Mon lecteur connaît peut-être le phénomène. Imaginons que j’ai un rendez-vous à 15 h. Il me faut dix-sept minutes pour y aller donc disons vingt pour être large, plus trois minutes pour attacher mon vélo, plus trois pour respirer… Avec une marge, je dois démarrer à 14 h 20[1].
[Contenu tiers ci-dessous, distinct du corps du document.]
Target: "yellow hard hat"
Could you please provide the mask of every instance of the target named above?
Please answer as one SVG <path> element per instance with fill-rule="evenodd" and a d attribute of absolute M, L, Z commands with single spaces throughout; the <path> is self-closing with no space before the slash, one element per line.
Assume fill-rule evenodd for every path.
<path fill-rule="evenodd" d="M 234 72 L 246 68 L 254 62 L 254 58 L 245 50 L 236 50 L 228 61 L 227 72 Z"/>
Donc dès 12 h 30, j’arrête de faire quoi que ce soit d’autre, et j’attends.

 

Attendre

Le « waiting mode », littéralement « mode attente », c’est la compulsion irrésistible de ne surtout rien commencer ni faire de trop prenant avant un événement planifié. Plus précisément, cela désigne le fait que chez certaines personnes, ce mode se déclenche des heures et des heures avant l’événement prévu, les paralysant pour ainsi dire. Ce phénomène est plus courant chez les personnes neurodivergentes : TDAH, autistes, personnes souffrant de dépression ou d’anxiété, …

 

Les causes

Elles ne sont pas très bien identifiées car d’une part personne ne s’est encore amusé à étudier sérieusement la question, et d’autre part elles semblent varier un peu d’une personne à l’autre. Mais voici quelques grandes lignes :

- L’anxiété joue un rôle majeur. Si l’on se retrouve bloqué à ce point, c’est surtout par peur d’oublier l’événement important ou de s’y rendre avec du retard.
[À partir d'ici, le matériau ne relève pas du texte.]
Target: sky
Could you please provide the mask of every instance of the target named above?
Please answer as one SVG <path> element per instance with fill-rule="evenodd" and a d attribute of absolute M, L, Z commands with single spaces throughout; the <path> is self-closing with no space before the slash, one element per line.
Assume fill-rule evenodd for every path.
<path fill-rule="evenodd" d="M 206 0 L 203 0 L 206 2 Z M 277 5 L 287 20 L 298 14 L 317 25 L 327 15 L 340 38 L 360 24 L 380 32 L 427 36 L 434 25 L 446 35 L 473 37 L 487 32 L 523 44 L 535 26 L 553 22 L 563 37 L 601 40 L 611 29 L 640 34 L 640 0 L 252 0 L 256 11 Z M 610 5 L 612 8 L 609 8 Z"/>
- Notre perception du temps peut manquer de précision. Le trouble de l’attention (TDAH) est souvent décrit par ceux qui en souffrent comme une sorte d’incapacité à percevoir le temps « normalement » : il peut s’étirer ou au contraire disparaître à toute vitesse, selon la situation. La question mériterait un article à elle toute seule, mais chez les autistes aussi, la capacité à percevoir le temps qui passe peut parfois être perfectible (l’une des raisons pour lesquelles utiliser un timer pour nos activités est si utile). On peut donc en arriver à se dire que d’être prêt deux heures avant sa visio n’est pas farfelu.
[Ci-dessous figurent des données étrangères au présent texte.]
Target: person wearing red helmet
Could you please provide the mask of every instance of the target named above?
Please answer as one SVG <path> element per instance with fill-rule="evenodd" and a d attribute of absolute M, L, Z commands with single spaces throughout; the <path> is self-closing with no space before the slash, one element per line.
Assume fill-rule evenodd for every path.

- La dysfonction exécutive qui fait son grand retour. Je renvoie mon lecteur vers notre article du 23 juin 2021 traitant de la question en détails, mais cette dysfonction impacte en gros la capacité d’une personne à accomplir des tâches et les hiérarchiser. La personne peut avoir du mal à bien se représenter toutes les étapes nécessaires à l’accomplissement de sa tâche (par exemple allumer son ordinateur, lancer le programme de visioconférence, se servir un verre d’eau, s’assurer qu’elle soit présentable, changer de pièce, etc) et de ce fait préférer ne rien faire d’autre pendant une longue période précédant l’heure du rendez-vous, juste histoire d’être sûre. Elle peut aussi, à cause de l’anxiété de l’évènement approchant, avoir du mal à estimer toutes les étapes constituant une activité qu’elle aimerait faire en attendant, et donc ne pas oser la démarrer de peur que cela prenne trop de temps.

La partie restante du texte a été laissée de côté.